Hayes, who was bound and whose girlfriend was attacked in 1977 before the incident was interrupted by friends who came to his door, said he believes DeAngelo was on duty as an officer that day and that DeAngelo may also have stalked his parents, striking at a home not far from his parents' house later.

Hayes said he believes Auburn police and DeAngelo's then-wife, attorney Sharon Huddle, could have done more to stop DeAngelo earlier.

"I believe that both of them could have put this to rest a long, long time before," Hayes said.

"He's just a straight-up coward," Hayes added. "I mean, to sneak around in the middle of the night, he's just a coward.

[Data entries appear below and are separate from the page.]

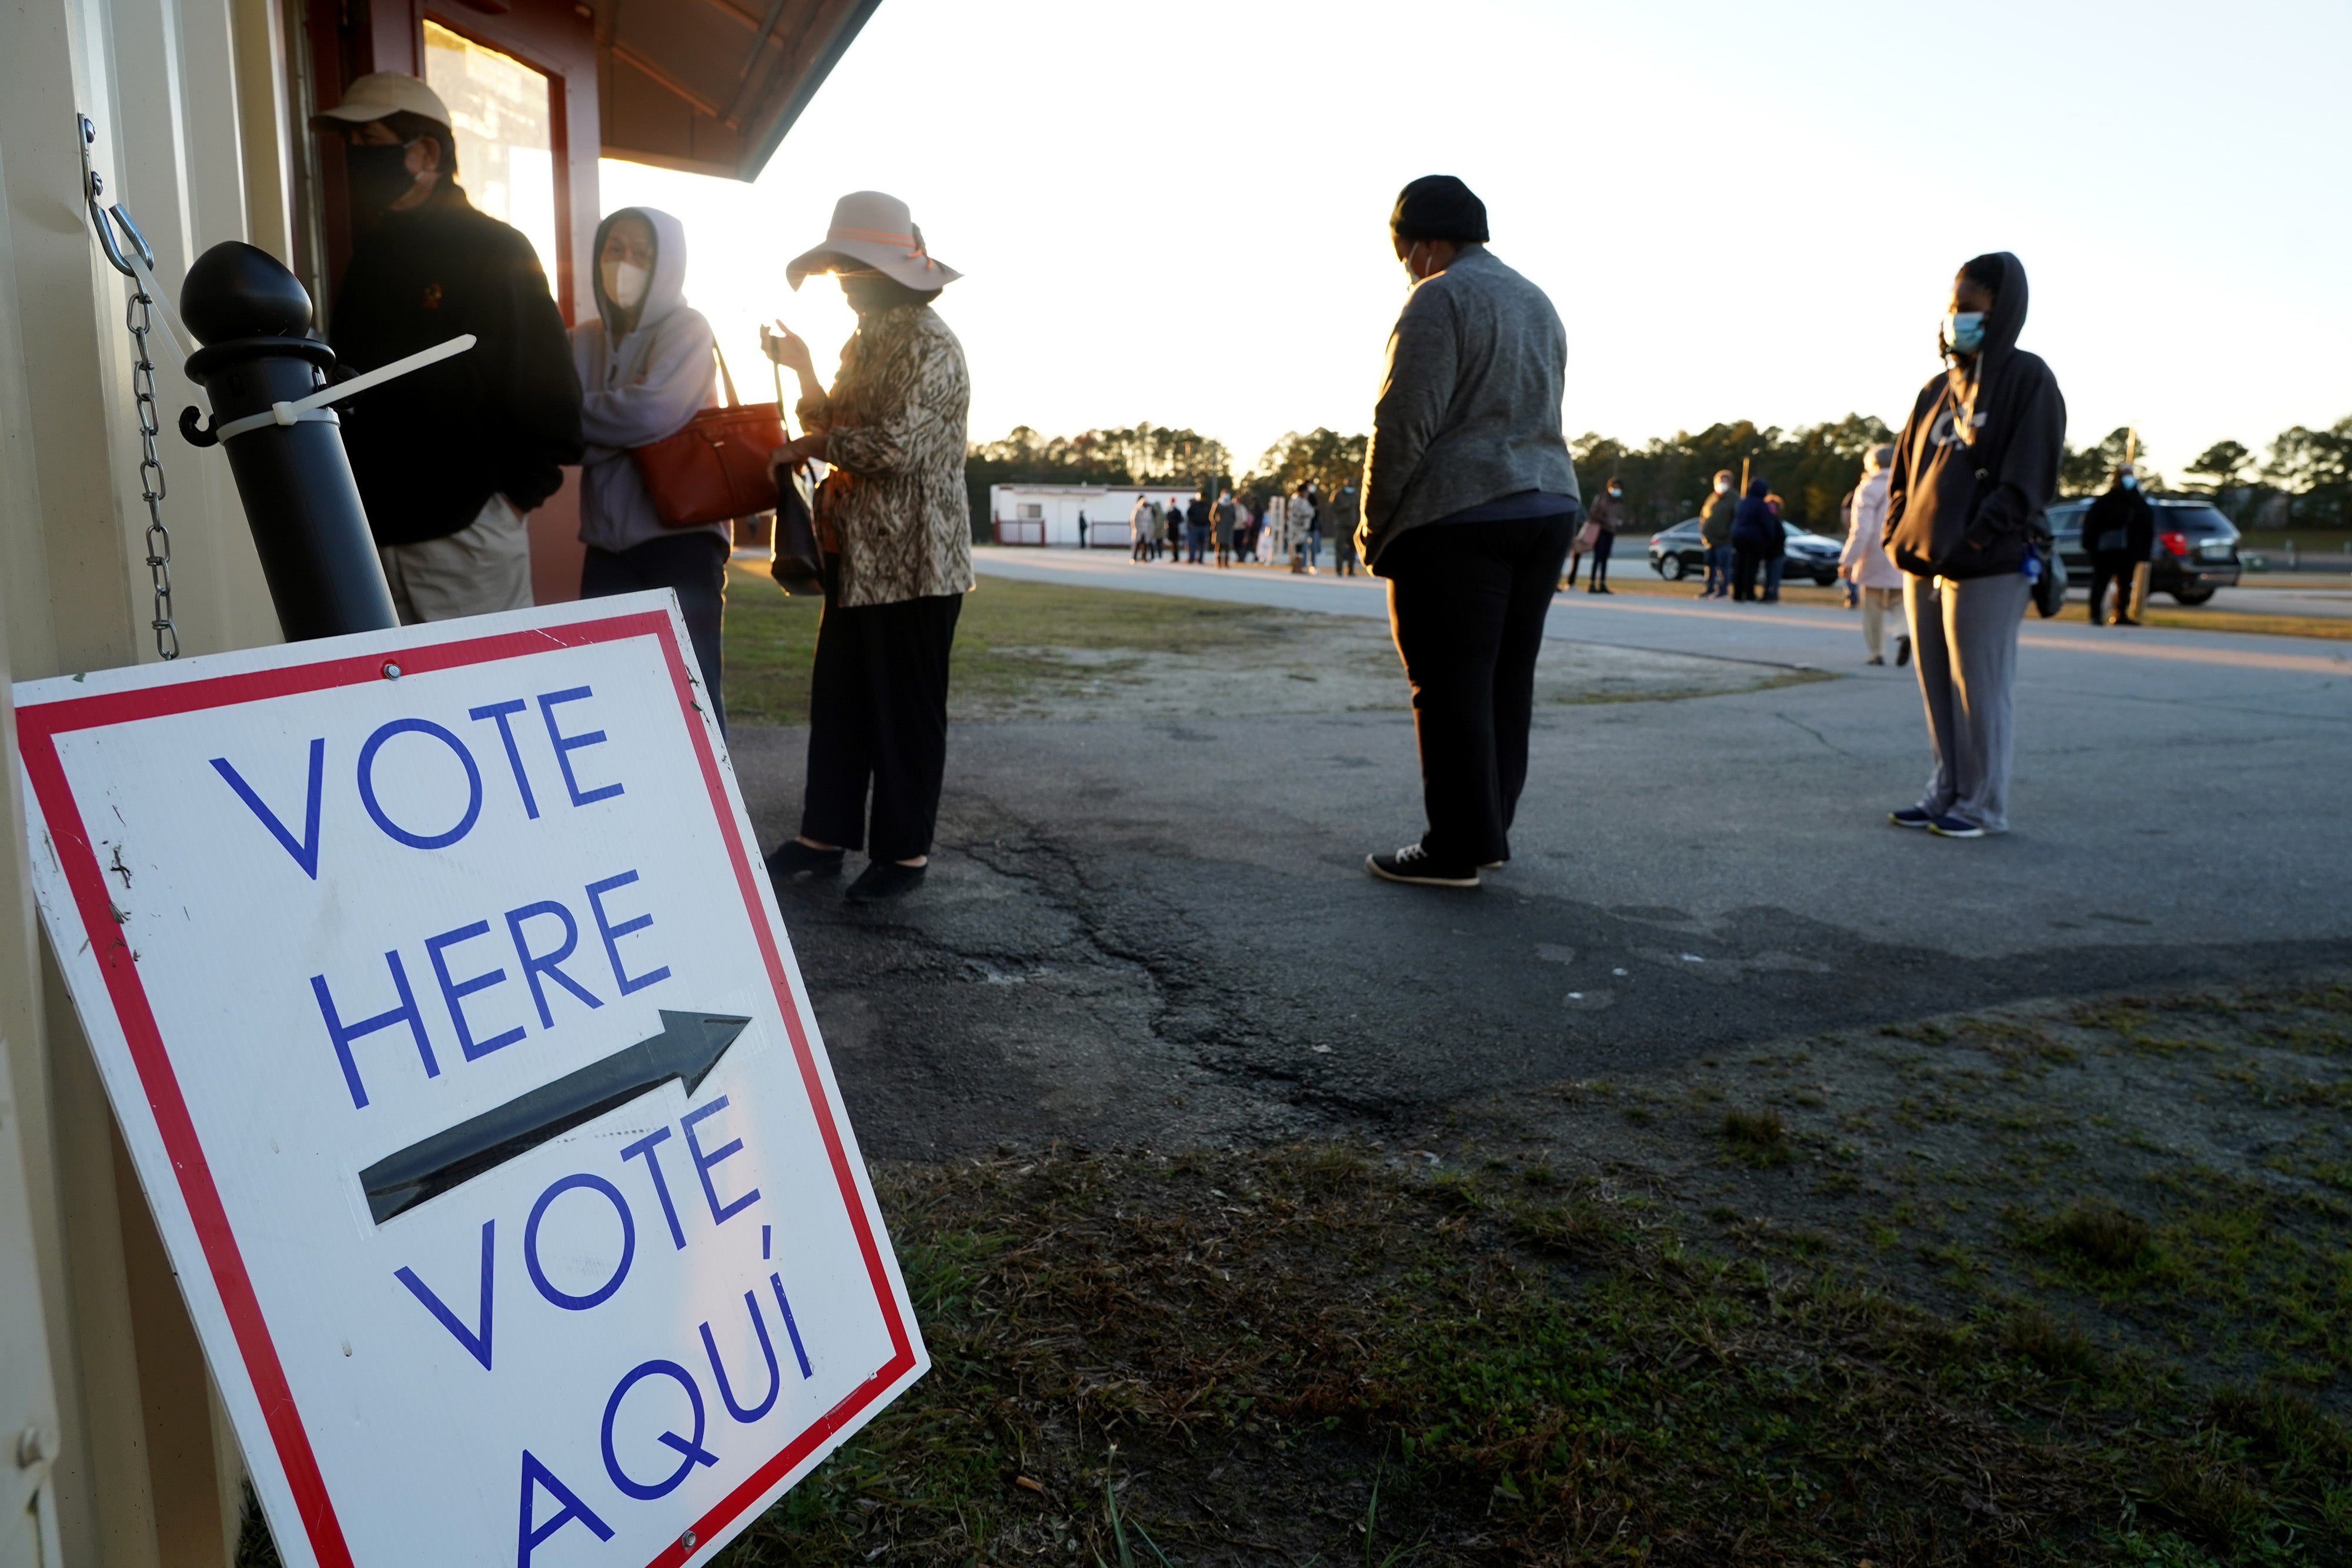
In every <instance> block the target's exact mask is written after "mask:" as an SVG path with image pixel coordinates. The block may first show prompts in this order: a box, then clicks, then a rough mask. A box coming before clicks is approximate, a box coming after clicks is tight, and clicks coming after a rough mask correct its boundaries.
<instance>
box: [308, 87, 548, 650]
mask: <svg viewBox="0 0 2352 1568" xmlns="http://www.w3.org/2000/svg"><path fill="white" fill-rule="evenodd" d="M310 129H320V132H341V134H343V141H346V148H343V169H346V190H348V197H350V216H353V226H355V228H358V235H355V242H353V252H350V266H348V268H346V273H343V287H341V289H336V296H334V313H332V315H329V322H332V329H329V334H327V341H329V343H332V346H334V353H336V360H341V362H343V367H348V369H353V371H372V369H381V367H386V364H390V362H393V360H405V357H409V355H412V353H419V350H423V348H433V346H437V343H447V341H449V339H454V336H459V334H466V331H470V334H473V336H475V346H473V348H468V350H466V353H461V355H454V357H449V360H442V362H440V364H428V367H426V369H419V371H409V374H407V376H400V378H395V381H388V383H383V386H379V388H374V390H372V393H360V395H358V397H353V400H350V402H346V404H343V449H346V451H348V456H350V477H353V480H355V482H358V487H360V503H362V505H365V508H367V527H369V531H372V534H374V538H376V552H379V555H381V557H383V581H386V585H388V588H390V590H393V609H395V611H400V623H402V625H416V623H419V621H454V618H456V616H487V614H492V611H501V609H529V604H532V531H529V524H527V522H524V517H527V515H529V512H532V510H534V508H536V505H541V503H543V501H546V498H548V496H553V494H555V491H557V487H560V484H562V482H564V475H562V465H564V463H579V461H581V381H579V371H576V369H574V364H572V343H569V339H567V336H564V317H562V315H560V313H557V310H555V299H553V296H550V294H548V277H546V273H543V270H541V266H539V252H534V249H532V242H529V240H524V237H522V230H517V228H510V226H508V223H501V221H499V219H494V216H489V214H487V212H482V209H477V207H475V205H473V202H468V200H466V190H463V188H461V186H459V183H456V174H459V167H456V136H454V134H452V132H449V110H447V108H445V106H442V101H440V96H437V94H435V92H433V89H430V87H426V85H423V82H419V80H416V78H414V75H405V73H400V71H372V73H367V75H362V78H358V80H355V82H353V85H350V87H348V89H343V101H341V103H336V106H334V108H329V110H322V113H318V115H313V118H310Z"/></svg>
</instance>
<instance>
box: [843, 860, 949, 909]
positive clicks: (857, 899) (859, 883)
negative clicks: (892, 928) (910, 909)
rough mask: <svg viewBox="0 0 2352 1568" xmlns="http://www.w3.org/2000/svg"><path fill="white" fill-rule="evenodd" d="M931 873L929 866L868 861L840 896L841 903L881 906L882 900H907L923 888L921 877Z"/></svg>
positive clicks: (930, 867) (894, 860) (894, 862)
mask: <svg viewBox="0 0 2352 1568" xmlns="http://www.w3.org/2000/svg"><path fill="white" fill-rule="evenodd" d="M927 870H931V867H929V865H898V863H896V860H870V863H868V865H866V870H863V872H858V879H856V882H851V884H849V891H847V893H842V903H882V900H884V898H906V896H908V893H913V891H915V889H920V886H922V875H924V872H927Z"/></svg>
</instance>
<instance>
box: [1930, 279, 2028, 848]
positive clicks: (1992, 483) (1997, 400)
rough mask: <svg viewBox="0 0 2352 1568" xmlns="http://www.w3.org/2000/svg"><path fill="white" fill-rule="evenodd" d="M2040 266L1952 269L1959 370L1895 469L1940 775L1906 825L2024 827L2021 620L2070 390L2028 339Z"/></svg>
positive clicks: (1937, 775)
mask: <svg viewBox="0 0 2352 1568" xmlns="http://www.w3.org/2000/svg"><path fill="white" fill-rule="evenodd" d="M2025 303H2027V289H2025V263H2023V261H2018V259H2016V256H2013V254H2011V252H1997V254H1985V256H1973V259H1971V261H1969V263H1966V266H1962V268H1959V277H1955V280H1952V303H1950V313H1947V315H1945V331H1943V353H1945V360H1947V369H1945V371H1943V374H1940V376H1936V378H1933V381H1929V383H1926V386H1924V388H1919V397H1917V400H1915V402H1912V411H1910V418H1905V421H1903V435H1900V437H1898V440H1896V463H1893V470H1891V475H1889V480H1886V550H1889V552H1891V555H1893V557H1896V567H1900V569H1903V574H1905V583H1903V616H1905V618H1907V621H1910V635H1912V642H1915V644H1917V668H1919V698H1922V703H1924V705H1926V736H1929V752H1931V755H1933V771H1931V773H1929V783H1926V792H1922V797H1919V804H1917V806H1905V809H1900V811H1893V813H1889V820H1891V823H1893V825H1896V827H1926V830H1931V832H1938V835H1943V837H1947V839H1978V837H1983V835H1987V832H2009V757H2011V741H2013V712H2011V705H2013V691H2016V677H2018V623H2020V621H2023V618H2025V602H2027V599H2030V597H2032V588H2034V576H2030V574H2034V571H2037V569H2039V567H2042V555H2039V550H2042V548H2044V545H2046V543H2049V536H2051V531H2049V517H2046V508H2049V503H2051V496H2056V494H2058V458H2060V454H2063V451H2065V397H2063V395H2060V393H2058V378H2056V376H2053V374H2051V367H2049V364H2044V362H2042V357H2039V355H2030V353H2025V350H2023V348H2018V331H2020V329H2023V327H2025Z"/></svg>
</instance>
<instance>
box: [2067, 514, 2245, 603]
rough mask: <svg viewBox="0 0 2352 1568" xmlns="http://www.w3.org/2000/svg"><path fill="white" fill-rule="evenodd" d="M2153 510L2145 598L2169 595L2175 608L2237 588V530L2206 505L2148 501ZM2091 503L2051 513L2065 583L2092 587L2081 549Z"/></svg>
mask: <svg viewBox="0 0 2352 1568" xmlns="http://www.w3.org/2000/svg"><path fill="white" fill-rule="evenodd" d="M2150 505H2152V508H2154V510H2157V543H2154V548H2152V550H2150V552H2147V557H2150V562H2154V567H2152V569H2150V574H2147V592H2169V595H2173V599H2176V602H2178V604H2204V602H2206V599H2211V597H2213V590H2216V588H2237V578H2239V562H2237V527H2234V524H2232V522H2230V520H2227V517H2223V515H2220V512H2216V510H2213V508H2211V505H2209V503H2204V501H2154V498H2152V501H2150ZM2089 510H2091V503H2089V501H2060V503H2058V505H2053V508H2051V510H2049V517H2051V536H2053V538H2056V541H2058V555H2063V557H2065V571H2067V578H2072V581H2074V583H2089V581H2091V557H2089V555H2086V552H2084V548H2082V517H2084V512H2089Z"/></svg>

Hayes was the last speaker at Tuesday's hearing, and ended his remarks by recalling that when DeAngelo was surprised and arrested outside his Citrus Heights in April 2018 he told deputies he had something cooking in his kitchen.

"They're making me go, Joe," Hayes called out loudly as he turned to leave. "I've got a roast in the oven I've got to get to."

DeAngelo is scheduled to return to court Thursday for what is expected to be a particularly painful day, as family members of the 13 people he murdered will be given their chance to describe the impact he has had on their lives, a series of killings that began during the Visalia Ransacker crimes in the 1970s and ended in Southern California in 1986, after which he became known as the Golden State Killer.

DeAngelo pleaded guilty in June to 13 murders, 13 counts of kidnap for robbery related to his rapes and admitted responsibility for 53 attacks involving 87 different victims in 11 counties.

His plea deal allowed him to escape the death penalty, and he is set to be formally sentenced to life without possibility of parole in a hearing Friday that will be moved to a meeting room at Sacramento State to accommodate survivors, media and prosecutors.